In other words, they just aren’t sure yet. First they need to see how many people would get hurt.

And people are definitely being hurt by the court’s new silence. According to NBC News, Planned Parenthood of the Great Plains was forced to call patients with pending appointments scheduled for that very week and let them know they were going to have to seek other care. “The law that we were trying to get blocked went into effect immediately, and the immediate results were we had to turn away from the clinic people who were scheduled to take the pill,” Dr. Stephanie Ho told the news station, a process that went on for days. “It’s incredibly disheartening to call a patient and say you qualified for this last week but your government says that’s a decision you no longer get to make.”
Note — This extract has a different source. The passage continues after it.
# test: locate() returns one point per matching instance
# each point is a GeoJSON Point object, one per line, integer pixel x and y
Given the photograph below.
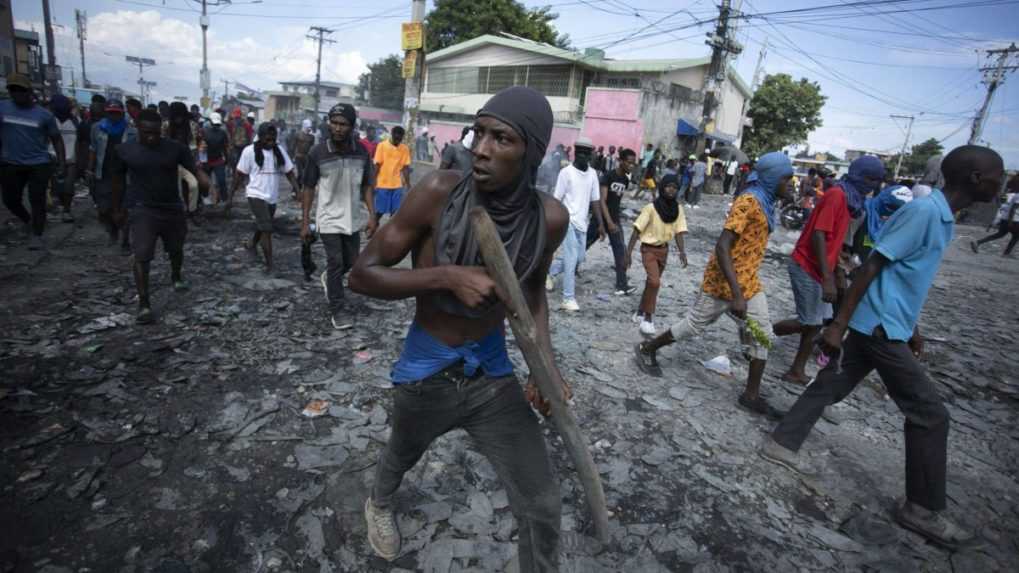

Maybe the Supreme Court is being silent right now in order to not rock the boat. Perhaps they believe that refusing to weigh in on lower court rulings, by vacating decisions that could set too much of a precedent, that they are taking on a wait-and-see attitude that best addresses the continuously changing landscape of abortion access while trying to maintain the status quo. But with state legislatures tossing aside their previous restraint and discarding the incremental approach of the end of the Obama era for the full-speed “ban it all now” extremism of the Trump years, silence and a refusal to intervene wouldn’t keep abortion rights frozen in time. Instead, it would play right into the hands of abortion opponents who want to escalate their patchwork of anti-abortion restrictions into a pre-Roe landscape of states where abortion is or isn’t legal based entirely on the political leanings of whichever party runs the statehouse.

How much value is there in the lives of pregnant people? How do you tell someone seeking an abortion that she’s going to be the one to continue an unwanted pregnancy because the court requires more data before it will intervene? How many people have to suffer first before the court can decide that now there is enough proof that restrictions actually do cause harm? Dozens? Hundreds? More?

Maybe the Supreme Court’s silence means it is already too late to stop it. Maybe Roe really is already gone—they just haven’t told us yet.